135. Tumor deconvolution using comprehensive single-cell RNA sequencing cell type signatures

Aly Abdelkareem

Bianca Xue

Bianca Xue is a 4th year PhD candidate in Biomolecular Engineering and Bioinformatics department in UC Santa Cruz, Stuart lab. Her research focuses on single cell RNA-seq and cancer biology, with her thesis work focus on tumor microenvironment deconvolution using comprehensive cell type profile. She is also working with TCGA groups and contributed various analyses.

Bianca has industrial experience in early cancer detection field, she worked on extracting important cancer biomarkers to build machine learning models with multi-omics data in leading early cancer detection companies.

Abstract

Yuanqing (Bianca) Xue, Verena Friedl

University of California, Santa Cruz, Santa Cruz, CA, USA

There is ever-growing evidence that the cell types present in a tumor microenvironment influence the outcomes for cancer patients. In recent years since single-cell sequencing became available, the characterization of the various cell types in the human body improved immensely.

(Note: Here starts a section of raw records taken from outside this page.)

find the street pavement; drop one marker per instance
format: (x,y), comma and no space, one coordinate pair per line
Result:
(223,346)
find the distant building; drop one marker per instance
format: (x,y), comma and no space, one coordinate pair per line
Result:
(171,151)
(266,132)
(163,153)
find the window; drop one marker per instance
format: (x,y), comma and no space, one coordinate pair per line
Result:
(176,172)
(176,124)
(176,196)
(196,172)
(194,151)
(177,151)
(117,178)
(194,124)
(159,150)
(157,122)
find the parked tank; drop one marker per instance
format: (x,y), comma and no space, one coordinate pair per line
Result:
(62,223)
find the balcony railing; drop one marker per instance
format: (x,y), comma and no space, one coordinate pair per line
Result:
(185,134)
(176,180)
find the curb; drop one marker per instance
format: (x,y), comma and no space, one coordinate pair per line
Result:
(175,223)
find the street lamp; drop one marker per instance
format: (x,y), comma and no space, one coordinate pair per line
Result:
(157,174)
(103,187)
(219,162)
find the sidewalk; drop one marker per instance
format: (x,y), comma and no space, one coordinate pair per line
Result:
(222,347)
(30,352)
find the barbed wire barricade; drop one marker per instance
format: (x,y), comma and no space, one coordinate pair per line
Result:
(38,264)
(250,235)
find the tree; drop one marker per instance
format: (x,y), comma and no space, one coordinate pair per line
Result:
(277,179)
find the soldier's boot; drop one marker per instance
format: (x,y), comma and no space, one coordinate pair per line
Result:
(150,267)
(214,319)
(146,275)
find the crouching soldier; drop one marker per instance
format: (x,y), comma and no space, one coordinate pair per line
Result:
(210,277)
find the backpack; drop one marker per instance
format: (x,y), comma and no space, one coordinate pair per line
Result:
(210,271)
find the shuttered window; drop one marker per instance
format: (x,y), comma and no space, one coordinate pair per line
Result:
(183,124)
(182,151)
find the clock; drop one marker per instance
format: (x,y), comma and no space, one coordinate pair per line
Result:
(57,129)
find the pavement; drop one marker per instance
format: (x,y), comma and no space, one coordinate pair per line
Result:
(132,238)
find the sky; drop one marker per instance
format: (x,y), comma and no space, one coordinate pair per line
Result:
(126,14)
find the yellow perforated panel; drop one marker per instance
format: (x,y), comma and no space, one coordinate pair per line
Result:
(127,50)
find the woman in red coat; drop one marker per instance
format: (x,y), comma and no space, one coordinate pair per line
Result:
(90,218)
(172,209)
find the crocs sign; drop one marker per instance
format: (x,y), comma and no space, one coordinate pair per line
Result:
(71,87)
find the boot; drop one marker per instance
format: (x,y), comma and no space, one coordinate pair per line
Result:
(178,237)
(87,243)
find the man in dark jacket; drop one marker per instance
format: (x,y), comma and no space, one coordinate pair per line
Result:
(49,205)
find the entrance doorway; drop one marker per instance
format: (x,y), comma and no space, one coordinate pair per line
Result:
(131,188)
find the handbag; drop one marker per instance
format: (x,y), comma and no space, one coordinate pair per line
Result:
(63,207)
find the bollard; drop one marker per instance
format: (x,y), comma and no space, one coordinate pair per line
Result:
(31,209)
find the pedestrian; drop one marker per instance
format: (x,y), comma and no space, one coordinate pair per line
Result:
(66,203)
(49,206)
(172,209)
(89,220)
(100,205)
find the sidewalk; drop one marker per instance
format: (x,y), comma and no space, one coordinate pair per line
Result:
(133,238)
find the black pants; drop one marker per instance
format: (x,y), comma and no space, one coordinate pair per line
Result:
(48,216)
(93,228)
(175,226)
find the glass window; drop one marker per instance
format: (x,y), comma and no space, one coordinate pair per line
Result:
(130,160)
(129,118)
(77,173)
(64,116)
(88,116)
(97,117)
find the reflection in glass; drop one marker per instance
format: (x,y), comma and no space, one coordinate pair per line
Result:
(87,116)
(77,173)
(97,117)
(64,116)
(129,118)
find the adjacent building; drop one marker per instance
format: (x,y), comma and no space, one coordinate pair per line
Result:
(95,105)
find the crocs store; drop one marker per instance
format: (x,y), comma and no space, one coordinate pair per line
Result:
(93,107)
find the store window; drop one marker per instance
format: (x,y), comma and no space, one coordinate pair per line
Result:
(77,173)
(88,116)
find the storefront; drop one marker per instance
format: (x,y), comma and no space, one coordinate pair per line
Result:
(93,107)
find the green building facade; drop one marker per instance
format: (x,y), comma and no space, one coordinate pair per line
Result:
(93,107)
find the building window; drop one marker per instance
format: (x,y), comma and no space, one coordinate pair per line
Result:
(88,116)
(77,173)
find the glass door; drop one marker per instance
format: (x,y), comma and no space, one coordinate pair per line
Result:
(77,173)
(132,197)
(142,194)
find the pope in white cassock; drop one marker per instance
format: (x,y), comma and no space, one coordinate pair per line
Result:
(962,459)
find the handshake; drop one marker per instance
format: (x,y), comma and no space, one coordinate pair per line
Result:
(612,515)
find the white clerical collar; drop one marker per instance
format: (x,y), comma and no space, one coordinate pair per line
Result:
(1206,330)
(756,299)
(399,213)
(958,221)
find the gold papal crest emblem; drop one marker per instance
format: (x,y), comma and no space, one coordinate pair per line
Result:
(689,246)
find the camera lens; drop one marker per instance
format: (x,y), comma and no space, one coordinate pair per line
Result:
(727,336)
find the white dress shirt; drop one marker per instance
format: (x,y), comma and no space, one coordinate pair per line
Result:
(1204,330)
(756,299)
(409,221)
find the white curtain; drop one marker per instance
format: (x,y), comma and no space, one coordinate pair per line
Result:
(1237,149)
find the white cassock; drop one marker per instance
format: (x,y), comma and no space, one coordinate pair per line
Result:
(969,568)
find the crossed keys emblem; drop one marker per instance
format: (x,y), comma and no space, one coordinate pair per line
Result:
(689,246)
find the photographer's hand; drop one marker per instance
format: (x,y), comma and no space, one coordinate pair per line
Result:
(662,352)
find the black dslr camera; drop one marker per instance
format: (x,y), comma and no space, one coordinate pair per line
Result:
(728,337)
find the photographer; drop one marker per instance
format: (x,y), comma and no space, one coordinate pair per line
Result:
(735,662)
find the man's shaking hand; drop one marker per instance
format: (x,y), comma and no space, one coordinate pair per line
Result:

The growing number of public single-cell sequencing datasets provides a more accurate and comprehensive definition of the human cell type repertoire. We created a highly comprehensive set of human cell type signatures derived from single-cell RNA-Sequencing experiments. We successfully validated the integration of the different datasets and mitigation of batch effects from technological differences. By using these cell-type signatures for deconvolution of bulk tumor samples, we are able to stratify multiple cancer types into groups with distinct survival outcomes that do not recapitulate known cancer subtypes. Our cell-type signatures also capture the tissue-specific signals to cancer patients. Based on the microenvironment similarity in cancer samples, we will present a pan-can tumor microenvironment map that enables intuitive and interactive browsing of TCGA. Thus, these comprehensive human cell type signatures may offer a new measure of classifying tumors to inform treatment decisions in the clinic.